The more “difficult” children were heavily sedated sometimes beyond visiting parents’ recognition. Though not prevented, parental visits were not actively encouraged. This was not a place of growth or love. (One punishment was for eighty or so children on a ward to have to lie under the beds without moving. A staff worker walked the aisle with a broom handle. . .)

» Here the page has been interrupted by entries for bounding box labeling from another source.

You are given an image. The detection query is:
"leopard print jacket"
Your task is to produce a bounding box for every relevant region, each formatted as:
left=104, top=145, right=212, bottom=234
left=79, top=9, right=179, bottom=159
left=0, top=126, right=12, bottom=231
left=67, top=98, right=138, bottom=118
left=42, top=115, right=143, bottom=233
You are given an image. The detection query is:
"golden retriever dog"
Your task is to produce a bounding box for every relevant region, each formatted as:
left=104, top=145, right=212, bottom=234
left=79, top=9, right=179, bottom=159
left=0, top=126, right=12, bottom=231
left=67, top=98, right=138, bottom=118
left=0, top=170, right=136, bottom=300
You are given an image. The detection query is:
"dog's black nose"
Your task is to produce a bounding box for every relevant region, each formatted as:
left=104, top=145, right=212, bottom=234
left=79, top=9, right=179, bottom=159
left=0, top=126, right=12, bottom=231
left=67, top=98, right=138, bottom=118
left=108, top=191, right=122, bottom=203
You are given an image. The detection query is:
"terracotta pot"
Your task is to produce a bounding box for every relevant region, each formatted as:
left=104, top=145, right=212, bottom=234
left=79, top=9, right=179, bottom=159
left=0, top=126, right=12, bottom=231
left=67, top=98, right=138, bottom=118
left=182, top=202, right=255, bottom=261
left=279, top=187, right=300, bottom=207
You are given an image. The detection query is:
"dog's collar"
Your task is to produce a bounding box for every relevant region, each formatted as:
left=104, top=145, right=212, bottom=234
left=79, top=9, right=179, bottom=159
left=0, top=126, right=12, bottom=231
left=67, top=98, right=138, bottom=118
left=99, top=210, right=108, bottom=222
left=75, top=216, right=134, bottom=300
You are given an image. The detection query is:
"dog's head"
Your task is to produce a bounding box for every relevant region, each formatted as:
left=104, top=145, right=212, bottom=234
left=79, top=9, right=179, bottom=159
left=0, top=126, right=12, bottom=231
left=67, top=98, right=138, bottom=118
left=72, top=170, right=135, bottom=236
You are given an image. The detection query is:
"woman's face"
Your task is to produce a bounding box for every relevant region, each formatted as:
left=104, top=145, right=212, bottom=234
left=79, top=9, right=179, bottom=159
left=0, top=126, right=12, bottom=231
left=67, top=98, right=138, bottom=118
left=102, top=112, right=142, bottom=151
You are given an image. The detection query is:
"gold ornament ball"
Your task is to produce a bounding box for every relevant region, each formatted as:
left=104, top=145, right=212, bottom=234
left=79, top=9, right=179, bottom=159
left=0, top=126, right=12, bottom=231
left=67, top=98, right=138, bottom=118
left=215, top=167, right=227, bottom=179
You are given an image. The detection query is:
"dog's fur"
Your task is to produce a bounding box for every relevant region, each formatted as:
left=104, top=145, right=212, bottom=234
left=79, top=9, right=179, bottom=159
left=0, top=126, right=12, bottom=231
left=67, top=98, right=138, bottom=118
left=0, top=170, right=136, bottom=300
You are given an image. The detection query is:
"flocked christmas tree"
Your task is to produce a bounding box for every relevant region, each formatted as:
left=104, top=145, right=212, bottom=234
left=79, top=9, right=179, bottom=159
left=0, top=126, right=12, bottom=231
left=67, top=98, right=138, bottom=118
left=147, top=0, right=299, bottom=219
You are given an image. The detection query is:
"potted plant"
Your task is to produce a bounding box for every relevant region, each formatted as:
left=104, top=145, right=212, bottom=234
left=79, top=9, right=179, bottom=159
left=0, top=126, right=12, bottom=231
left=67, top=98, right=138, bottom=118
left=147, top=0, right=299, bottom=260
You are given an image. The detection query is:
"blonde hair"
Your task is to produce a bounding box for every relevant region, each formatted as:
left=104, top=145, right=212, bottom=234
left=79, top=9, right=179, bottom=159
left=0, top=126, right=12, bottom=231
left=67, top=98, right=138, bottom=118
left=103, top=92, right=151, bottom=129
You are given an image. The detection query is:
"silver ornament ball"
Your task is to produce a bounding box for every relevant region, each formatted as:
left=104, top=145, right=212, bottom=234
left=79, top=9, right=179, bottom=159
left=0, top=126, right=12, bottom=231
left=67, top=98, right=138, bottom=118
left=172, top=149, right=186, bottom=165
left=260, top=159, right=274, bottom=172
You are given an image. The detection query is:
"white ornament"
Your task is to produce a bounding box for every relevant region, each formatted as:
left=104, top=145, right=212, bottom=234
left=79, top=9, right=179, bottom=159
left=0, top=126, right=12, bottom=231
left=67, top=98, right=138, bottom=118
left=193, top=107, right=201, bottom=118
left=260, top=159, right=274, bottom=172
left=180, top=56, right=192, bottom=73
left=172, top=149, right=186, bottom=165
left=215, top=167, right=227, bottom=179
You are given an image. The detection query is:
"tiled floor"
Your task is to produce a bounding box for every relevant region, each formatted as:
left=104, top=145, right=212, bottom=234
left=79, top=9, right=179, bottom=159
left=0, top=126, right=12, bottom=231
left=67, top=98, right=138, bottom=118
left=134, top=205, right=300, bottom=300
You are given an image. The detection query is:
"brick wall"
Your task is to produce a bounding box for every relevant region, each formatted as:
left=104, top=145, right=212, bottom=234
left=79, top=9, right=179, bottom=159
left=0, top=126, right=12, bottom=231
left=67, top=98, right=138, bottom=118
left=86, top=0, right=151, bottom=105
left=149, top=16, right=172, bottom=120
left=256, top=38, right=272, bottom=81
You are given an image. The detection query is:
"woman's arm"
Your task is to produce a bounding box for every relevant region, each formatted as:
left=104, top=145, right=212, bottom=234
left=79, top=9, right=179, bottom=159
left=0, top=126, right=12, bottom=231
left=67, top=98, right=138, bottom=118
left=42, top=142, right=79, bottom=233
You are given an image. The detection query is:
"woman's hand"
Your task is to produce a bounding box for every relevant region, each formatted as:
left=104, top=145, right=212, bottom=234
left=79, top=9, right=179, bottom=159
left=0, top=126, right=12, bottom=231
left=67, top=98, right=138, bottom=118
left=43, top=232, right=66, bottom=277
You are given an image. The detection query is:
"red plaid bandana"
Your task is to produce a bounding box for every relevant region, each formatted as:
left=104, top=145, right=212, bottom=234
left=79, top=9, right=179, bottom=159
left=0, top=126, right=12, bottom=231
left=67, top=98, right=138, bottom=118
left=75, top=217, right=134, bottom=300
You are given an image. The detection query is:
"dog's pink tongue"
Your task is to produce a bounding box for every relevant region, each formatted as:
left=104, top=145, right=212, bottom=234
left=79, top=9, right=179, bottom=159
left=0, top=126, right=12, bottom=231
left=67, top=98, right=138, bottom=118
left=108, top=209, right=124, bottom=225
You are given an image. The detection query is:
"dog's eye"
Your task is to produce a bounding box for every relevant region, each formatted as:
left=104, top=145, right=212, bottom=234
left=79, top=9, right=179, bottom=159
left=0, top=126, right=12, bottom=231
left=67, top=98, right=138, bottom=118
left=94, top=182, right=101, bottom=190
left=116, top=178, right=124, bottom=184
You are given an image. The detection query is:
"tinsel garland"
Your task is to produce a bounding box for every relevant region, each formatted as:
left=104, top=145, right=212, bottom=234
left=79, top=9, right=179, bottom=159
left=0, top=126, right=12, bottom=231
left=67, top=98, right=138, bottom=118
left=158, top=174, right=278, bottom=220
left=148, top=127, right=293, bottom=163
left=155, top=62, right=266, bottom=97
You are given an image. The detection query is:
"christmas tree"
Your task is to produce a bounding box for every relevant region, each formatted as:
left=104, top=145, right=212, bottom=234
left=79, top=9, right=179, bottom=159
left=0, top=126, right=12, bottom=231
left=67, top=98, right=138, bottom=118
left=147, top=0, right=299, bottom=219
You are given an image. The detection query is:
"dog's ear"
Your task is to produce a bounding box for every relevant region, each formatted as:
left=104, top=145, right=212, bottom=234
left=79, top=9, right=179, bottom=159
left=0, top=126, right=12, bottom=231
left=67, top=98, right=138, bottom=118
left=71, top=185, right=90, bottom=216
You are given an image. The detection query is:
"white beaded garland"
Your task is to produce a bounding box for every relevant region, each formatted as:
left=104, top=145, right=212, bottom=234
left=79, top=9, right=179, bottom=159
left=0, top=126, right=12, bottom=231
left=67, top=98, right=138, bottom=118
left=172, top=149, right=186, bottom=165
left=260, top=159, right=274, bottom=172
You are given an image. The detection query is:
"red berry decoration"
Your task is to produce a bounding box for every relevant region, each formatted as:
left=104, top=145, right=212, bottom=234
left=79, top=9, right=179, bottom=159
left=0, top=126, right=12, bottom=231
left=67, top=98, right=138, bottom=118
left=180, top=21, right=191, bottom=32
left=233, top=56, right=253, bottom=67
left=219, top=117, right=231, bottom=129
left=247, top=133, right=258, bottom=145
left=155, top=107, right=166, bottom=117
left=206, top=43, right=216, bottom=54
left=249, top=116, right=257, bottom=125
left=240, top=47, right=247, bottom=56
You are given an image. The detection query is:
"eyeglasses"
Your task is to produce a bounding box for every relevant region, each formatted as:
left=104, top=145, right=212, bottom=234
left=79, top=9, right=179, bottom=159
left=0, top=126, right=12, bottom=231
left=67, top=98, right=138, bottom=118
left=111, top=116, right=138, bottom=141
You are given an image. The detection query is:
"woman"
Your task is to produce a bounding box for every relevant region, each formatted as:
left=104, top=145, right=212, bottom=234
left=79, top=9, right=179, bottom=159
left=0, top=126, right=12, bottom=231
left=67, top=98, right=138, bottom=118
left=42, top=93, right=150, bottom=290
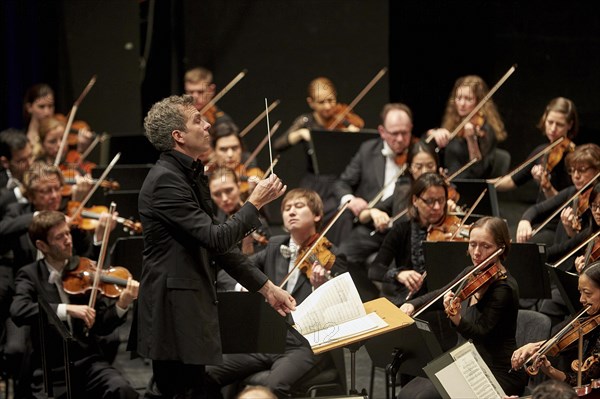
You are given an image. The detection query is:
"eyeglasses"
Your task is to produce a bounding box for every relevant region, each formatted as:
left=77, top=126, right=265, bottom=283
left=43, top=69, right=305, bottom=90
left=567, top=166, right=592, bottom=175
left=410, top=162, right=435, bottom=170
left=419, top=197, right=446, bottom=208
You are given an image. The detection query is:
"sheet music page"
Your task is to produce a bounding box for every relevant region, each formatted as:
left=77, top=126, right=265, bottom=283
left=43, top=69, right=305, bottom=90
left=304, top=312, right=388, bottom=349
left=292, top=273, right=366, bottom=335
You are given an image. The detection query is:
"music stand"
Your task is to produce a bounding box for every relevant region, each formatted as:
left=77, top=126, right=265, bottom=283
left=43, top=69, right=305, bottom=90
left=217, top=292, right=291, bottom=353
left=451, top=179, right=500, bottom=219
left=423, top=241, right=550, bottom=299
left=310, top=129, right=379, bottom=176
left=546, top=265, right=581, bottom=314
left=365, top=319, right=442, bottom=398
left=38, top=296, right=75, bottom=399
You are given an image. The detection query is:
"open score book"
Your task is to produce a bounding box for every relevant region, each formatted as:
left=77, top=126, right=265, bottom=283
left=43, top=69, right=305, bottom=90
left=292, top=273, right=388, bottom=349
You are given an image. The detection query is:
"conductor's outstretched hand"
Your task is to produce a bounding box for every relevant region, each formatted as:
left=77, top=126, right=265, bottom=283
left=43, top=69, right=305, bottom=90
left=248, top=174, right=287, bottom=209
left=258, top=280, right=296, bottom=316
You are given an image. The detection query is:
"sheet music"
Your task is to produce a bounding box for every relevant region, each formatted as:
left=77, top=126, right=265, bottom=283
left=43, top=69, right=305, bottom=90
left=292, top=273, right=366, bottom=335
left=436, top=342, right=506, bottom=399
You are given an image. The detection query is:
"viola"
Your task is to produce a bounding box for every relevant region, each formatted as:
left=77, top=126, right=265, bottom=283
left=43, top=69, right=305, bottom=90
left=296, top=234, right=335, bottom=279
left=67, top=201, right=142, bottom=235
left=427, top=215, right=469, bottom=241
left=445, top=263, right=506, bottom=316
left=63, top=258, right=131, bottom=298
left=325, top=103, right=365, bottom=130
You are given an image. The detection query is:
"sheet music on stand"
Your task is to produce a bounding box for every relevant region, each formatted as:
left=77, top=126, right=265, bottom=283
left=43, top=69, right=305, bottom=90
left=424, top=342, right=506, bottom=399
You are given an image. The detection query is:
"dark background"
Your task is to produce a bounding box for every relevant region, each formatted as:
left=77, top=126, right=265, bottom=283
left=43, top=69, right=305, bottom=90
left=0, top=0, right=600, bottom=188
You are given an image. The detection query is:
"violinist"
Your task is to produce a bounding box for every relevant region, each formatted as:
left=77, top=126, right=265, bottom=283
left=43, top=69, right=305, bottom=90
left=398, top=217, right=527, bottom=398
left=0, top=129, right=33, bottom=220
left=511, top=262, right=600, bottom=387
left=207, top=188, right=345, bottom=398
left=10, top=211, right=139, bottom=399
left=212, top=123, right=264, bottom=201
left=23, top=83, right=54, bottom=156
left=427, top=75, right=507, bottom=178
left=208, top=167, right=271, bottom=255
left=273, top=77, right=364, bottom=220
left=340, top=141, right=438, bottom=301
left=183, top=67, right=237, bottom=136
left=369, top=173, right=448, bottom=306
left=496, top=97, right=579, bottom=202
left=516, top=144, right=600, bottom=248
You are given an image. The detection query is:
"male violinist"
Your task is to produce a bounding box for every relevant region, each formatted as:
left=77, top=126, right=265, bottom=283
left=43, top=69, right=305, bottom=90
left=207, top=188, right=346, bottom=398
left=183, top=67, right=237, bottom=136
left=10, top=211, right=139, bottom=398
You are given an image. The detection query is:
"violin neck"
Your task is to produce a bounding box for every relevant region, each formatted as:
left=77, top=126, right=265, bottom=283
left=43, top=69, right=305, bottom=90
left=100, top=275, right=127, bottom=287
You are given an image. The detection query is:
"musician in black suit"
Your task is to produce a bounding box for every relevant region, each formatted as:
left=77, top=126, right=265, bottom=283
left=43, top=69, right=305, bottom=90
left=137, top=96, right=294, bottom=398
left=10, top=211, right=139, bottom=398
left=207, top=188, right=345, bottom=397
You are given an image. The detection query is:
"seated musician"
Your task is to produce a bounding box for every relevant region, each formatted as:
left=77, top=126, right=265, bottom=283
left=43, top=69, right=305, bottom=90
left=208, top=167, right=271, bottom=255
left=427, top=75, right=507, bottom=178
left=23, top=83, right=54, bottom=156
left=212, top=124, right=264, bottom=200
left=183, top=67, right=237, bottom=136
left=340, top=141, right=438, bottom=300
left=273, top=77, right=364, bottom=220
left=516, top=144, right=600, bottom=250
left=496, top=97, right=579, bottom=202
left=512, top=261, right=600, bottom=396
left=331, top=103, right=413, bottom=247
left=0, top=129, right=33, bottom=219
left=398, top=217, right=527, bottom=399
left=206, top=189, right=345, bottom=398
left=10, top=211, right=139, bottom=398
left=369, top=173, right=448, bottom=306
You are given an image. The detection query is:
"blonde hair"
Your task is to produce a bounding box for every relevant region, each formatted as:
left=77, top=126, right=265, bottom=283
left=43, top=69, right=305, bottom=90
left=442, top=75, right=507, bottom=141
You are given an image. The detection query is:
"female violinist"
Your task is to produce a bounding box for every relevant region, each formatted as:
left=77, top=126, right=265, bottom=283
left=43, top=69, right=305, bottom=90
left=511, top=262, right=600, bottom=392
left=516, top=144, right=600, bottom=248
left=23, top=83, right=54, bottom=156
left=427, top=75, right=507, bottom=178
left=369, top=173, right=448, bottom=306
left=273, top=77, right=364, bottom=220
left=398, top=217, right=527, bottom=398
left=208, top=167, right=271, bottom=255
left=496, top=97, right=579, bottom=202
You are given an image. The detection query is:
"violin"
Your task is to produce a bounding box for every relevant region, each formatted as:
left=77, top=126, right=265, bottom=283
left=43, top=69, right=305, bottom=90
left=571, top=187, right=593, bottom=232
left=67, top=201, right=142, bottom=235
left=296, top=234, right=335, bottom=279
left=427, top=215, right=469, bottom=241
left=63, top=258, right=132, bottom=298
left=325, top=103, right=364, bottom=131
left=445, top=263, right=506, bottom=317
left=525, top=306, right=600, bottom=376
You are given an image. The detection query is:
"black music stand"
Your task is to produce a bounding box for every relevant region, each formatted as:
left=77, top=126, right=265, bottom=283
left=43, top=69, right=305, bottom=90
left=217, top=292, right=288, bottom=353
left=38, top=296, right=75, bottom=399
left=451, top=179, right=500, bottom=219
left=423, top=241, right=550, bottom=298
left=365, top=319, right=442, bottom=398
left=546, top=264, right=581, bottom=314
left=310, top=129, right=379, bottom=176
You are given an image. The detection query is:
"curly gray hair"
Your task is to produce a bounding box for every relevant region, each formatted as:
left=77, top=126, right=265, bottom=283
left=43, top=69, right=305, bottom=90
left=144, top=95, right=194, bottom=152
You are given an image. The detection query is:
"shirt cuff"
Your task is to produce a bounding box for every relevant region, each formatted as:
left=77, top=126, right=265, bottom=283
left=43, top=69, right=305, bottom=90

My husband and I entered a low building that we thought might be a “cottage”, a low dark building eerie in its stillness on such a hot bright day.  No one was around, though the sign in the entrance hall said “Everyone Welcome.” We called out with the intention of asking for a tour of the institution but there was no response. We looked around the visitors’ waiting area. There was a sofa, chairs, a TV blaring away and two glass doors presumably leading to the residents’ quarters. The office was deserted, though the phone was on hold. Suddenly we heard whimpering behind one of the doors. Peering through the window in the door we saw a mentally handicapped man of about thirty rolled up on the floor in the corner, trembling, fists to his eyes. The eyes stared through us. A long sterile corridor stretched away.

Through the other door on the opposite side, two more handicapped men stumbled about, shambling against the walls. One had Down’s syndrome, and looked about twenty – or forty. He was zipped up in a strange pyjama-type outfit, the zip down the back, his hands muffled. He moaned . . . his companion yelled and beat his head against an office partition, also deserted. They paced up and down the corridor where they were locked in.

Shaking, we left. We thought of our son, now nearly nineteen, loved, happy, with parents, grandparents, sister, friends, attending Port Credit Secondary School in the congregated Developmentally Challenged class.

Of course we refused to have him “put away” all those years ago. We were lucky in the ‘seventies to have that choice, that there was the option for our son to live at home with a supportive education system in place where our son would be allowed to attend a regular school. Instead of being “warehoused” through the institution he went to a small caring segregated class for the “trainable mentally retarded” as it was then called, in the Peel Board.  The education, love, and attention – despite many ups and downs – have certainly been incomparable to the institutionalization of Huronia and other centres. Our son reads and writes at a primary level, skis, skates, plays soccer, baseball, with Special Olympics, swims, bowls and mini-golfs, cooks some meals viz pancakes! And is highly verbal. He loves people, including his teachers and his special friend, the school caretaker. He has been given so many opportunities and we are grateful.

And yet . . . I can not let go the image of those unfortunate ones I saw that fine summer day in our oldest provincial “regional centre” in Canada. Were they, too, “never to amount to anything”?